DEINOVE has based its scientific approach on the knowledge and valorization of the genetic and metabolic potentialities of the bacterial genus Deinococcus. This bacterium, discovered by chance in 1956, has exceptional properties that had never been valued. Highly resistant to environmental stresses (drought, extreme temperatures, radiation, ionization, UV exposure, etc.), Deinococcus bacteria have been present on Earth for 3.5 billion years, making it one of the oldest living creatures and an amazing microorganism.

Deinococcus is particularly known for its particularly efficient DNA repair mechanism. After suffering a number of breaks in its DNA that is enough to kill any other known living organism, Deinococcus is able to regenerate completely in just a few hours. This very sophisticated mechanism involves an action to prevent cell damage thanks to antioxidant molecules such as Deinoxanthine, a carotenoid responsible for the color of Deinococcus.

Deinococcus is the bacterial chassis used historically by DEINOVE and in particular in the production process of Phyt-N-Resist® for the conversion of sugars into phytoene.

Other rare bacterial genera

The DEINOVE collection also has nearly 3,500 strains of various rare bacterial genera. Rare genera are generally little studied, especially since they can be difficult to culture in laboratories. DEINOVE has developed a specific expertise in the culture, screening, and engineering of these microorganisms with the objective of identifying all opportunities for producing compounds of interest in health, cosmetics, or nutrition.

An expanding collection

DEINOVE continues to expand its strain bank in a targeted way, mainly to multiply the chances of discovering new antibiotic structures. To do this, the Company has modified its approach according to two axes:

  • Collection of new strains: DEINOVE collaborates with specialists in environmental microbiology to identify environments that are particularly conducive to the discovery of new antibiotics, such as contaminated environments, waste, etc.
  • External collaborations: DEINOVE enters into agreements with pharmaceutical companies to access new strains, potentially producing antibiotics. The Company focuses on rare bacterial genera that could complement its own collection. In the event of a promising discovery, the strains concerned may be the subject of an acquisition or license agreement.
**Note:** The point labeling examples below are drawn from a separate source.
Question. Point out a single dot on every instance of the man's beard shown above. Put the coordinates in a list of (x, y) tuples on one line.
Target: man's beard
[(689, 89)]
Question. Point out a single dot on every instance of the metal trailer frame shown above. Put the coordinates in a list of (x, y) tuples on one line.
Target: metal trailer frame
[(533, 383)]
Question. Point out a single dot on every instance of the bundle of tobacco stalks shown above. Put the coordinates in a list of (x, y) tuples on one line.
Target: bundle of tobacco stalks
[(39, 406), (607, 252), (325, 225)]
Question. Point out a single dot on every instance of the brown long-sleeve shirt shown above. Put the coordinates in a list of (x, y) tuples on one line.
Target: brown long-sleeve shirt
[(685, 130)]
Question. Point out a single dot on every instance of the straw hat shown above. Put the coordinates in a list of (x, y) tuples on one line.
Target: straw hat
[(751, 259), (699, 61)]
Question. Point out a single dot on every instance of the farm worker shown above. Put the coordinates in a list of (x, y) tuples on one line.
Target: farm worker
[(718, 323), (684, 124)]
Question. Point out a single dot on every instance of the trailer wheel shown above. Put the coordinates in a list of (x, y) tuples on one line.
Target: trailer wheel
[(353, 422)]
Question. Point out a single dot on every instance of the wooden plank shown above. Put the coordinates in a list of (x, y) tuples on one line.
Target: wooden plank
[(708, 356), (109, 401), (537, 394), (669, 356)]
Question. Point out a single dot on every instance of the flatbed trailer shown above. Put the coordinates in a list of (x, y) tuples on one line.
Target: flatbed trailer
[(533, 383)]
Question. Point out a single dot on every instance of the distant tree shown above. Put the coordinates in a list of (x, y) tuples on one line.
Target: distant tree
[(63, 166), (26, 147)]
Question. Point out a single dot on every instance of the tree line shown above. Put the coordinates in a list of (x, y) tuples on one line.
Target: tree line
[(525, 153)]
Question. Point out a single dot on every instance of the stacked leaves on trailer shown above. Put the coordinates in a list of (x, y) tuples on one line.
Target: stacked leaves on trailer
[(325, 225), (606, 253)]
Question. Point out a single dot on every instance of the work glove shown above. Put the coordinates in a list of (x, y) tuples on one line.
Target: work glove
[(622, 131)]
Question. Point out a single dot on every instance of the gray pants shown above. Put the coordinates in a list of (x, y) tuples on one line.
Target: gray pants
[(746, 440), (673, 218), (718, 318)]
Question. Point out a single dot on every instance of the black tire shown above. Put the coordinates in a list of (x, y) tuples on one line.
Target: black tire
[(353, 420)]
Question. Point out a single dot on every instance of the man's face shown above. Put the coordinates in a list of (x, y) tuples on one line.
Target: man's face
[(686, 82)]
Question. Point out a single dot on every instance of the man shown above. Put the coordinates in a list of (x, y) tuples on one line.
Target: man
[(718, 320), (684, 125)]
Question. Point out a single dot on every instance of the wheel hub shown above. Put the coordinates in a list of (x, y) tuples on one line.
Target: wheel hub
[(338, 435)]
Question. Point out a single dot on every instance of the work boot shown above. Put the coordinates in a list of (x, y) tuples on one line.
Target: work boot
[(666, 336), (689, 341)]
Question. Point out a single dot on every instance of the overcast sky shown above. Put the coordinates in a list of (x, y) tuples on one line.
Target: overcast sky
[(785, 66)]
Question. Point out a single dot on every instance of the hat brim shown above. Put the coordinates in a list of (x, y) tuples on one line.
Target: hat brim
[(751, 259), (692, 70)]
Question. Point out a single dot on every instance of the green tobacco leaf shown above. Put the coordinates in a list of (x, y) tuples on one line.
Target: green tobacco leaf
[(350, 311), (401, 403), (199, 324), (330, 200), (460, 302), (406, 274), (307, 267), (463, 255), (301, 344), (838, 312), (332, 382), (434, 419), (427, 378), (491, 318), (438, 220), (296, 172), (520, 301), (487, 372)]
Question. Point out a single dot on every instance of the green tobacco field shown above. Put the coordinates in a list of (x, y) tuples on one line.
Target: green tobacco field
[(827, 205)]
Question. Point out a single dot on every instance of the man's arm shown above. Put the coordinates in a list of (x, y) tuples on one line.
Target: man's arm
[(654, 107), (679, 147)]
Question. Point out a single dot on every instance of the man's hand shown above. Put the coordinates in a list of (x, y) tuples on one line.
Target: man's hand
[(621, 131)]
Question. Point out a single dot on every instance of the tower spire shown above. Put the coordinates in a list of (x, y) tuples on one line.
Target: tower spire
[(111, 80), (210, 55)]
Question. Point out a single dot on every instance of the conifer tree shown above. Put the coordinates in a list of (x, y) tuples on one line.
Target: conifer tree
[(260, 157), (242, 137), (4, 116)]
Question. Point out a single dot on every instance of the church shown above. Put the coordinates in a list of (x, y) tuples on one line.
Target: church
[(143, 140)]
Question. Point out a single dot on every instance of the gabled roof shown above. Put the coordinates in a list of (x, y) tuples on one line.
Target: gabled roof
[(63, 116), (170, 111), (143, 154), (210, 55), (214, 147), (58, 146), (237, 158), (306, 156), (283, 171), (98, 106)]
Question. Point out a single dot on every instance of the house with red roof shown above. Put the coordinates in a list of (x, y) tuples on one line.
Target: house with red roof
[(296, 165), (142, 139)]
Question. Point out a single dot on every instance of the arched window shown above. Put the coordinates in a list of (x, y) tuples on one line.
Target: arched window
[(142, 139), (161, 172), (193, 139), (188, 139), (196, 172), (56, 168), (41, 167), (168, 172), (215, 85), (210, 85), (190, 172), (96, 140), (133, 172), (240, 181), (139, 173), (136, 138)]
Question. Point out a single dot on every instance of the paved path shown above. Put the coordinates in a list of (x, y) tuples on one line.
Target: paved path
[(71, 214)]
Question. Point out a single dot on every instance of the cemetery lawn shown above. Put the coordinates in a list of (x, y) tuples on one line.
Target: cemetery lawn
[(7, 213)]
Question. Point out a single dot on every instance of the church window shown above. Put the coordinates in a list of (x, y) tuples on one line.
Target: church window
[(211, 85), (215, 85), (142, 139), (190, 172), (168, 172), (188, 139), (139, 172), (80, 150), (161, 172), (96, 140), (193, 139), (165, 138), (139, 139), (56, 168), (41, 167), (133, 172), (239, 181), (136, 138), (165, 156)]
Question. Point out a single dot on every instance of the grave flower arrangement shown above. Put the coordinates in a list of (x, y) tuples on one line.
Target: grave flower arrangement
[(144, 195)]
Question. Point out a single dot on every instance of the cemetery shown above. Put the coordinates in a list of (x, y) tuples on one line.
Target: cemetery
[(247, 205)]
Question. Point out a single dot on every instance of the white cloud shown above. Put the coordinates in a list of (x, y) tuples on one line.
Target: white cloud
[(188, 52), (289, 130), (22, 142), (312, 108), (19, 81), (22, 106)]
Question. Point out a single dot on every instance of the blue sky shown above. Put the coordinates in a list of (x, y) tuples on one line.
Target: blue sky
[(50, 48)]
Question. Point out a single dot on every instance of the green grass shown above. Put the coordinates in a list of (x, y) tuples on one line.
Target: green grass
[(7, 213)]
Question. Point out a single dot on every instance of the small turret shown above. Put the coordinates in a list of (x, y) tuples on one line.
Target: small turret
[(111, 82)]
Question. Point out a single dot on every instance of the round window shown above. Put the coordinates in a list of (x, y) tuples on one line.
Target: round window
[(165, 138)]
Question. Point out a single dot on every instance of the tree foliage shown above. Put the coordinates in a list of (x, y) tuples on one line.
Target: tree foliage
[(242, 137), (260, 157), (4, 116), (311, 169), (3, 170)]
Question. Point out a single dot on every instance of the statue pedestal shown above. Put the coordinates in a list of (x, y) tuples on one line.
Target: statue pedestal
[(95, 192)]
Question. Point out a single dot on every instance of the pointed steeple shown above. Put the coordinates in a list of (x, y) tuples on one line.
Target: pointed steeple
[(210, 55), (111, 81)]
This is, for example, the aim of the collaborations with bioMérieux and Naicons.

The objective of the AGIR Program is to collect and characterize 2000 new strains per year over the 5 years of the project.

 

Samples of DEINOVE'S strain collection

Deinococcus geothermalis

Collected at Piton de la Fournaise (Reunion Island) | Bacterium from the Deinococcales group | Antioxidant, healing and whitening activities

Deinococcus aquaticus

Collected in Brittany (France) | Bacterium from the Deinococcales group | Antioxidant activity | Produces nutrients for animal health | Produces red pigment

 

Sphingomonas

Collected in Aquitaine (France) | Protoobacterium from the Sphingomonadaceae group | Antioxidant and healing activities | Produces yellow pigment | Licensed out to Greentech

Microbacterium arborescens

Collected in Occitania (France) | Protoobacterium from the Microbacteriaceae group | Antibiotic activity (DNB101/102) |  Produces blue pigment

 



 

[1] Isabelle Burgun, « Bactéries : La guerre des mondes » [archive], Agence Science-Presse, 28 novembre 2012.